Improving Our Understanding of Physiological Age Through the Use of Clinical Prediction Models

Editor's Note: Please see associated Patient Case Quiz

Background

The adequate assessment of physiological age is important for clinicians caring for older adults with cardiovascular disease. Geriatric cardiologists and geriatricians often utilize concepts such as multimorbidity,1,2 frailty,3 and disability to improve on their assessment of physiological age and prediction of downstream cardiovascular and noncardiovascular events.4 However, and unfortunately, chronological age is often used as a sole surrogate for physiological age. This brief review focuses on maximizing our understanding of the data when chronological age is used as a surrogate for physiological age. We also discuss the use of clinical prediction models (CPM) that appropriately model the variable chronological age, and incorporate geriatric specific variables. The eventual goal is to standardize and improve the front-line clinicians' assessment of physiological age when confronted with older adult patients with cardiovascular disease.

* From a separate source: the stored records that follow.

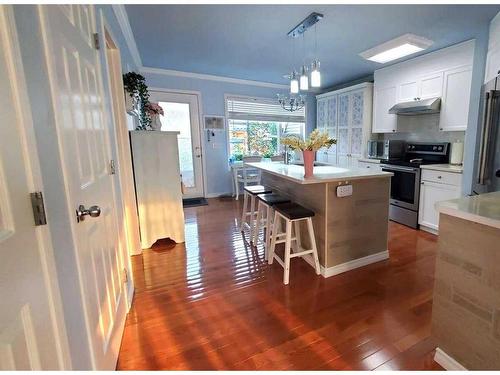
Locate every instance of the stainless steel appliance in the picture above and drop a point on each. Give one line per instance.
(488, 168)
(417, 107)
(405, 184)
(388, 149)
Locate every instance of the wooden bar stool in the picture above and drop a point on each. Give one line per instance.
(265, 208)
(248, 216)
(292, 213)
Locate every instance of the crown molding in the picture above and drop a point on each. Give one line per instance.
(123, 21)
(210, 77)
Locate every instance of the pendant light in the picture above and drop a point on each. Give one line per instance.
(304, 79)
(315, 73)
(294, 83)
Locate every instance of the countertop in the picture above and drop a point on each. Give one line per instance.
(444, 167)
(368, 160)
(483, 209)
(322, 173)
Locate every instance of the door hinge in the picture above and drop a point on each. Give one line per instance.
(125, 276)
(97, 44)
(38, 208)
(112, 167)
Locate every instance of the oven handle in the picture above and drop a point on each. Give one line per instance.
(399, 168)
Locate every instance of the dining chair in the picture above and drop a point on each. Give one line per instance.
(248, 175)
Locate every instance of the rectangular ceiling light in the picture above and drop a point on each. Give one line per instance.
(396, 48)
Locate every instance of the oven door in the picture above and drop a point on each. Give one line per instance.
(405, 186)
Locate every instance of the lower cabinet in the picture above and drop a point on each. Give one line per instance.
(370, 165)
(432, 190)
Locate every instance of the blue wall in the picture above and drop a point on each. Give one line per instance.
(217, 172)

The Eyeball Test in Predicting Cardiovascular Events

Clinicians often believe that their gut instinct, or the "eyeball test," for future risk prediction in their patients is satisfactory. This "eyeball test" is often based on chronological age and other subjective measures. Suffice it to say that CPM often predict risk better than subjective clinician prediction for long-term events.5 It is important to note that clinicians on average are good at risk prediction in patients who are either extremely healthy or extremely sick. Objective risk prediction, in the heterogeneous intermediate risk group, is felt to be improved by utilizing CPM.6-8

Appreciating Physiological Age Through Appropriate Statistical Modeling of Chronological Age

Chronological age is often used as a surrogate for physiological age. We demonstrated in the associated Patient Case Quiz the pitfalls of discretizing a continuous variable such as chronological age.9-12 In the following example, we show two standard and accepted modeling techniques (linear and cubic spline) of the variable chronological age that enhances our understanding of the relationship between chronological age and an outcome.

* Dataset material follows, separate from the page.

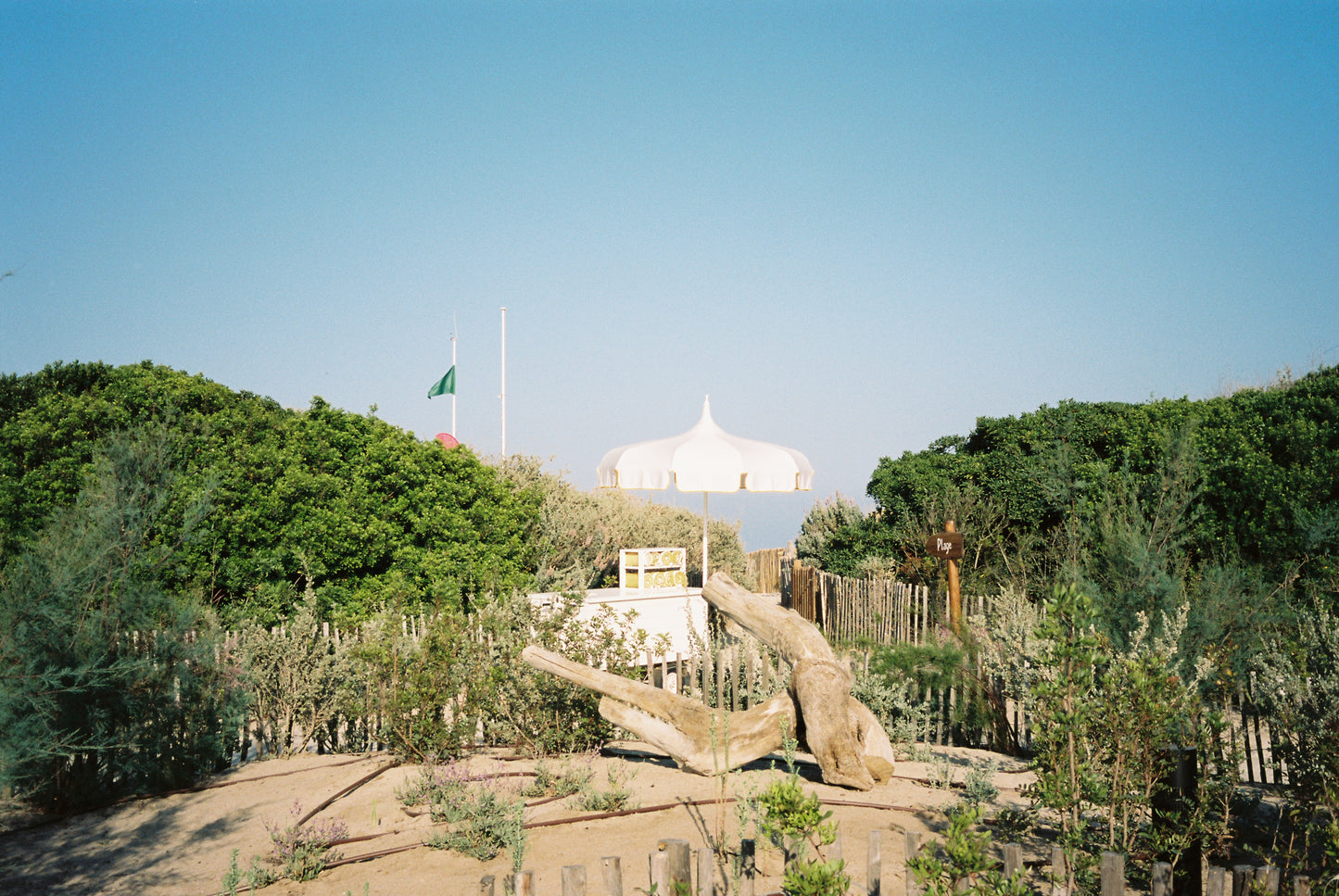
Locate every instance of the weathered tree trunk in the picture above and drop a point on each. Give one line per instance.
(820, 685)
(697, 737)
(845, 738)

This example is from an observational study of the effects of chronological age on repeat coronary revascularization in patients with end-stage renal disease.13 In this particular example (Figure 1), an entirely opposite interpretation can again result based on which technique is used (repeat coronary revascularization decreases with age or increases after approximately 70 years). The primary objective of this example is to ensure that there is a search for nonlinear relationships between chronological age and outcomes, with the caveat that linear modeling in most instances is probably adequate in representing this relationship.

Figure 1: Two Standard Modeling Strategies for the Continuous Variable Age as a Function of Repeat Revascularization in the Fit of an Unadjusted Parametric Survival Regression

Figure 1
Green solid line = age modeled as a cubic spline; Green dashed line = age as a linear variable The graph presents the hazard ratio graphically as a function of age exponentially in the hazard scale. Adapted with permission from Krishnaswami et al.6

The Use of Clinical Prediction Models in Risk Assessment of Older Adults

CPM are extremely useful tools to objectively predict downstream events. They incorporate the wealth of data needed for prognostication. Currently, there is reported to be 796 published CPM in the area of cardiovascular disease. Unfortunately, limited use of these CPM due to end-user difficulty is common.14 An integration of CPM into the modern electronic health records in novel ways should decrease the burden of its use for frontline clinicians. Common examples of CPM are risk scores such as CHADS2, CHADSVaSc, and SYNTAX.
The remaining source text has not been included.